Sus declaraciones provocaron un estruendoso aplauso de sus seguidores en la convención del partido el miércoles por la noche, pero los demócratas las calificaron de «promesa vacía».
Trump también declaró en la conferencia republicana que el dinero tendría que gastarse en Estados Unidos, pero no está claro cómo se supervisaría eso.
El presidente de Estados Unidos no ha dado detalles sobre cómo se financiaría, aunque el vicepresidente JD Vance sugirió que podría pagarse con los ingresos arancelarios y que dichos cheques no irían a parar a los estadounidenses adinerados.
¿Es legal la oferta de Trump?
Según la ley federal estadounidense, es ilegal realizar pagos destinados a influir en la forma en que una persona vota.

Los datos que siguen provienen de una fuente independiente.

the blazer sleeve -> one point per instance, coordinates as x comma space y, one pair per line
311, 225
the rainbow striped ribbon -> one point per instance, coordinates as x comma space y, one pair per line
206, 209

Sin embargo, algunos expertos han dicho que la oferta hecha por Trump en Texas el miércoles podría interpretarse como una promesa de reducir los impuestos, lo cual es legal.
La doctora Joan Mahoney, profesora de derecho en la Universidad de Southampton, declaró a la BBC que creía que la oferta sería legal, ya que sería similar a una promesa de campaña, aunque afirmó que los políticos «no suelen hacerlo de forma tan explícita».
«Por un lado, suena un poco a soborno: vota por los republicanos y recibirás dinero, lo cual sería decididamente ilegal», dijo.
«Pero, por otro lado, iría a parar a todo el mundo, independientemente de cómo hayan votado, así que en ese sentido no es un soborno.»
«Creo que sería legal. Es el mismo tipo de promesa electoral que decir ‘si mi partido gana, bajaremos los impuestos’. Todos los partidos lo hacen constantemente… y obviamente es perfectamente legal.»
Sin embargo, Laurel Rapp, directora del programa para Estados Unidos y Norteamérica de Chatham House, declaró a la BBC que la oferta de Trump parecía ser «un acuerdo muy diferente, muy transaccional», distinto del tipo de promesa que suelen hacer los candidatos en periodo electoral.